Holmes: Dr. Jekyll and Mr. Holmes

Sherlock Holmes fandom has always had a thing – lovable or annoying – for treating Holmes and Watson as real historical figures and not fictional characters. I’m not sure why this is, as the way the stories are presented, being the recollections of Dr. John Watson drawn from his contemporary notes on the cases, wasn’t something unique to the Holmes canon. But it’s still something you see a lot. It receives a nod here as well, with an About the Author(s) page with two bios: that of Watson (who, we’re told, died in 1940) and of Loren D. Estleman (who is, as of this writing, still alive).

These two pocket bios are only part of the textual apparatus that surrounds this novel. It was first published in 1979 and most recently republished as part of the Further Adventures of Sherlock Holmes series. This latter is the edition I was reading. It starts with a Foreword written in 1978, where Estleman refers to the following book being “with some slight interference of my own . . . a chronicle of John Watson’s own words.” He spins a yarn about how the manuscript was sold to him by an American gangster who found it when he’d been serving in France in WWII (in a chateau Watson had been stationed at in WWI). This is then followed by a Preface by Watson, dated 1917, that says that Holmes had recently told him he could tell the full, true story of Dr. Jekyll and Mr. Hyde now that enough time had passed since the events in question to not cause any scandal. Then, after the novel proper, there are Acknowledgments where Estleman continues to maintain the conceit that the story is authentic but which also references real sources and debts. And finally we get “A Word After,” which was first published in 2001, where Estleman talks a bit about the experience of writing the book.

Some of this is interesting, though personally I don’t like the conceit of treating fictional characters as real people. But like I say, it’s something that Sherlock fandom likes to indulge, and all these “further adventures” and spin-offs are a kind of fan service. It’ become a tradition. Now on to the book itself . . .

The Further Adventures series likes to mine late-Victorian literary thrillers for new-old villains. In addition to Dr. Jekyll, Holmes would also face off against Dracula (Sherlock Holmes vs. Dracula, an earlier book by Estleman), the Phantom of the Opera, Jack the Ripper, the Martians from The War of the Worlds, and other famous baddies. Going into this one, I actually thought there would be a twist where Holmes discovers that there were two different men involved and that Robert Louis Stevenson (who we meet at the end) made up all the business about chemical transformations. But instead it’s quite faithful to Stevenson’s original story and accepts the fanciful notion that someone can be not only morally and psychologically corrupted but physically transformed, instantly and in a dramatic way, just by drinking a potion. This means that as readers we already know everything that’s going on and we just follow Holmes and Watson around as they piece things together. If you know Stevenson’s novel well though you’ll have fun picking up all the minor references, like Watson calling Hyde his Mr.

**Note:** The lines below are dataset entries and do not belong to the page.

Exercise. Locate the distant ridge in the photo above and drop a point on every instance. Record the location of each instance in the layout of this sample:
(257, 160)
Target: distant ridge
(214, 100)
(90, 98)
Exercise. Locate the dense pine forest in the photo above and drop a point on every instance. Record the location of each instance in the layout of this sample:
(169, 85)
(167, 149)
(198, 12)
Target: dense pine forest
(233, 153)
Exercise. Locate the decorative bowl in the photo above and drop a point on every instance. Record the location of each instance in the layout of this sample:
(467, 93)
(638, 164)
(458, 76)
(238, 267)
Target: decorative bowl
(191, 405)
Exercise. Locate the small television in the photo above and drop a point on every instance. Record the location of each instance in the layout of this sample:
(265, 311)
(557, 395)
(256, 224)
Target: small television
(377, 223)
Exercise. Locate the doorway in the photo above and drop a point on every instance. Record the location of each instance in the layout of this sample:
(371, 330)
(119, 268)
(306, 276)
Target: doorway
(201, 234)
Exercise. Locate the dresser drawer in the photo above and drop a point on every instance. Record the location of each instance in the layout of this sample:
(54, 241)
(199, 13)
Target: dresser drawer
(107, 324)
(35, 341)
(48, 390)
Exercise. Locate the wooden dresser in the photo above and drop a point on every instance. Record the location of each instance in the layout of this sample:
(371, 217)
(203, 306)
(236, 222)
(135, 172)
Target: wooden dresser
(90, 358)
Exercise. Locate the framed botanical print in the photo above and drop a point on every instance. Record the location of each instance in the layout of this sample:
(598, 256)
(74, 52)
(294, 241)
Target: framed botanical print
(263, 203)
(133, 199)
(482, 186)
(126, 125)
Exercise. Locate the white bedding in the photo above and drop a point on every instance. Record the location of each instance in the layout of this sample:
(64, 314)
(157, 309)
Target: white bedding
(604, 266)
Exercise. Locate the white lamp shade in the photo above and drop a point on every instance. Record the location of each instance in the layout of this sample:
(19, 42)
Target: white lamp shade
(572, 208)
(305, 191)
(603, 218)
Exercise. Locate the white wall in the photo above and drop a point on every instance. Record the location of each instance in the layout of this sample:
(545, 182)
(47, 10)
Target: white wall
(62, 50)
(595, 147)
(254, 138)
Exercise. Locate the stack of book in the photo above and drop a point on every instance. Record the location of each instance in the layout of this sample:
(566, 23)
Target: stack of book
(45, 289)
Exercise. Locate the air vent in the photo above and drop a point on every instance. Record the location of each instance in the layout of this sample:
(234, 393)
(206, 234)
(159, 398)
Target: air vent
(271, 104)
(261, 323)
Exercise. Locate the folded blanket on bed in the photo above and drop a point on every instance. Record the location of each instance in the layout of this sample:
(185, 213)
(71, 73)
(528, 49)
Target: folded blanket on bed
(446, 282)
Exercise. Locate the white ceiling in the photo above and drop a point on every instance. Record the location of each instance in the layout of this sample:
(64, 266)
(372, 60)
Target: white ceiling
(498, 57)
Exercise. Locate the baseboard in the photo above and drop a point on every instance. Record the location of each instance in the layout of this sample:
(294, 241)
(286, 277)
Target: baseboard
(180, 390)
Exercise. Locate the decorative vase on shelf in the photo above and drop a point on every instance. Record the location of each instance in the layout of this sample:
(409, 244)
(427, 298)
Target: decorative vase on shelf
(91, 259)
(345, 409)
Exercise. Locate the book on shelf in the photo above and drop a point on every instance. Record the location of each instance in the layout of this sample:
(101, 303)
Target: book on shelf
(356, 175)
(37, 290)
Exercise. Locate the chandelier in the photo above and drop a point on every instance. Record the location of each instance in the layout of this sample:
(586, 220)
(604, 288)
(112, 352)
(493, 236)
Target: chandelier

Fell, and while there are no twists it is a good yarn. Estleman is true to the characters and throws in one epic cab chase through the streets of London that was thrilling in a cinematic way.

Another point of interest is the link that’s come up already several times here between Holmes and Watson and Jekyll and Hyde. I previously noted how the author of the Introduction to the Penguin Classics A Study in Scarlet invoked the Strange Case of Dr. Jekyll and Mr. Hyde in his argument about Holmes and Watson constituting a single “divided being.” I also talked about how the story “The Red-Headed League” related to the Jekyll and Hyde story in the way the pawn shop backs onto the high-street bank: a secret connection between high and low that’s very much in play in Stevenson. In this book Holmes himself accounts for his bond with Watson as being a case of “Opposites attract,” a point that Estleman expands on in his Afterword by contrasting the “ultra-conservative John H. Watson” and the “Bohemian Sherlock Holmes.” “How natural,” then, that they “should find themselves drawn into the two halves of Jekyll’s world.”